What has made this possible has been a dramatic change in how computer translation programs are written. In the past, most translation software has been based on sets of rules -- dictionary definitions, grammatical rules and such. In other words, programmers tried to make a computer think like a human.
But increasingly, the trend in artificial intelligence is to allow the computers to think like computers, using statistical methods to draw meaning out of masses of information, said Randall E. Bryant, dean of Carnegie Mellon's School of Computer Science.
Speech recognition programs began using these statistical methods 15 years ago, Dr. Knight said. Only recently have they been applied to speech translation "and that's why things have been improving a lot lately."
The availability on the Internet of large amounts of translated text has been a major boon, said Dr. Waibel.
The results aren't perfect. When Dr.

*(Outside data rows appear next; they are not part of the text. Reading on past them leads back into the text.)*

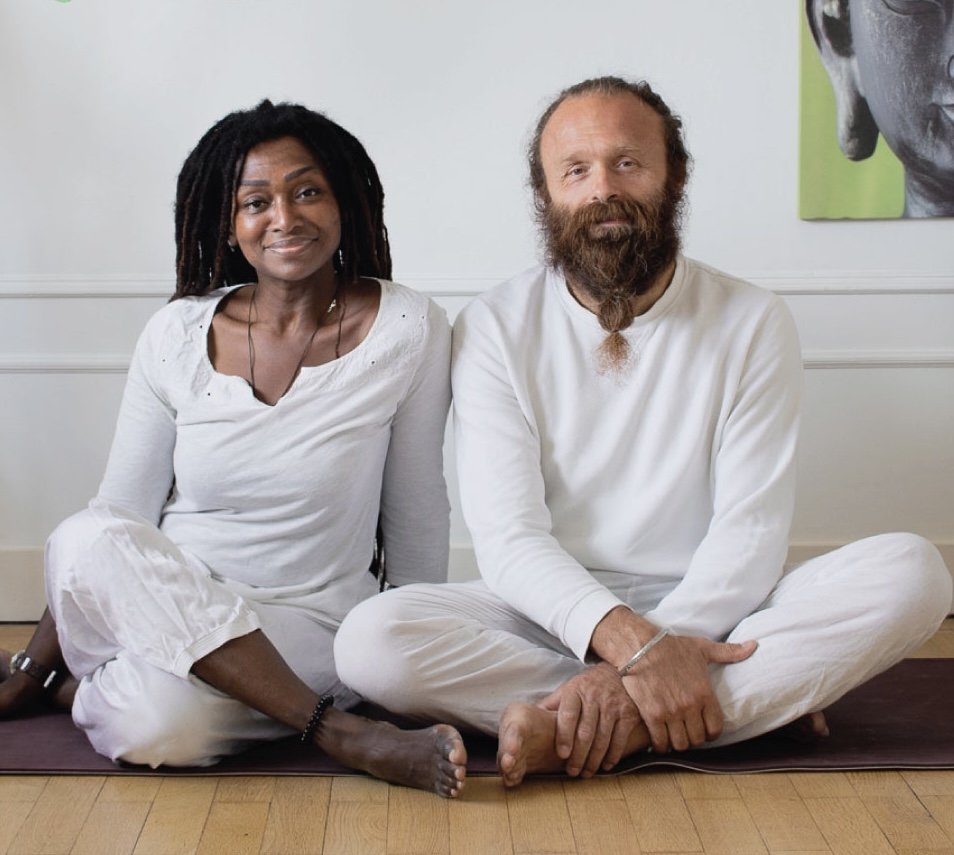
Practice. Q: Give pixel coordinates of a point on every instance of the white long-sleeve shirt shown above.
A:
(282, 501)
(679, 472)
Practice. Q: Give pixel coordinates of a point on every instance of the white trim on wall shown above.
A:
(21, 575)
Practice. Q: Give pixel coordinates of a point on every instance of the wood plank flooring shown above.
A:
(664, 813)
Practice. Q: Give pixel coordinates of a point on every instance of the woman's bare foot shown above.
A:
(431, 759)
(19, 694)
(527, 743)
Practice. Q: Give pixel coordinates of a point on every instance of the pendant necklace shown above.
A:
(304, 353)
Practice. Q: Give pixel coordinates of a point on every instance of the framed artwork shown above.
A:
(877, 109)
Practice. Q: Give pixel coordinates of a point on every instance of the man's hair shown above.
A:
(677, 157)
(206, 188)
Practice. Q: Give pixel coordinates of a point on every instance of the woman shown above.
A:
(265, 429)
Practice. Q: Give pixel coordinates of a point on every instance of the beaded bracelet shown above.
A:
(639, 654)
(320, 708)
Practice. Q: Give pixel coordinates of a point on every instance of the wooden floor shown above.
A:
(866, 813)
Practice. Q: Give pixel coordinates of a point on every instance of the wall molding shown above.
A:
(64, 363)
(41, 286)
(21, 574)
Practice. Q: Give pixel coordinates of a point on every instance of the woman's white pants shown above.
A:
(133, 613)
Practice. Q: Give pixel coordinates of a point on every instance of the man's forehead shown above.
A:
(619, 119)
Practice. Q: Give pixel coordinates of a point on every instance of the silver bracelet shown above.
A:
(639, 654)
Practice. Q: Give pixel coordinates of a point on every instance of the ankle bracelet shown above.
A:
(316, 714)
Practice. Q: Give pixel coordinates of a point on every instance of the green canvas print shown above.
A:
(874, 73)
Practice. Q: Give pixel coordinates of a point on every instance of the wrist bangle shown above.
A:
(639, 654)
(315, 720)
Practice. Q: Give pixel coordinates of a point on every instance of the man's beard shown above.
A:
(613, 264)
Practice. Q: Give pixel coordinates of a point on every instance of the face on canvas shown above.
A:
(904, 52)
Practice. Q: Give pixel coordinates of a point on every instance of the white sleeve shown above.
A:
(752, 478)
(415, 512)
(139, 471)
(503, 495)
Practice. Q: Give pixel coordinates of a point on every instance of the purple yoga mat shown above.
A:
(902, 719)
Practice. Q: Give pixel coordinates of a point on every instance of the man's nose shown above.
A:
(603, 185)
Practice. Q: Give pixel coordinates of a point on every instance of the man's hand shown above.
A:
(671, 689)
(596, 719)
(670, 684)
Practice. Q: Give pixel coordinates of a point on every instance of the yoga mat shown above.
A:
(901, 719)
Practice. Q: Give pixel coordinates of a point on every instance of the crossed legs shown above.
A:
(173, 668)
(459, 653)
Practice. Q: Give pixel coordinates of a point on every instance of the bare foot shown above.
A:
(431, 759)
(808, 728)
(19, 694)
(526, 743)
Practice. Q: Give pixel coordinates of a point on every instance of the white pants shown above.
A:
(458, 653)
(133, 613)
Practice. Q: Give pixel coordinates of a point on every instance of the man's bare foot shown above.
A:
(431, 759)
(526, 743)
(808, 728)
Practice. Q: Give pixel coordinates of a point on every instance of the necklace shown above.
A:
(304, 353)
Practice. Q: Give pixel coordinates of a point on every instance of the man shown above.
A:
(891, 64)
(626, 426)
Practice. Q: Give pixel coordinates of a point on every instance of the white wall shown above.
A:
(102, 99)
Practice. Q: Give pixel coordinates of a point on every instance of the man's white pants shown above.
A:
(460, 654)
(133, 613)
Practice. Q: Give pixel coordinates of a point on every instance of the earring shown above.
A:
(833, 9)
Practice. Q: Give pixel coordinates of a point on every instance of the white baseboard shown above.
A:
(22, 598)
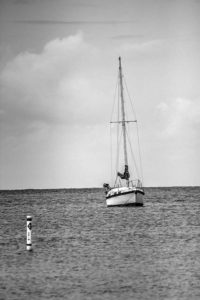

Waibel announced he would take questions from reporters in Germany and America, the computer heard it as "so we glycogen it alternating questions between Germany and America." And the systems don't really understand what they are translating, so may have trouble sometimes when a speaker tries to be humorous or ironic.
But he predicted open domain systems could be ready for use within five years.
"As we make contact, people will be more likely to learn other languages," Dr. Waibel said. U.S. soldiers in Iraq, for instance, who have handheld devices that repeat foreign phrases, ultimately have learned to speak those phrases themselves and discard the machines.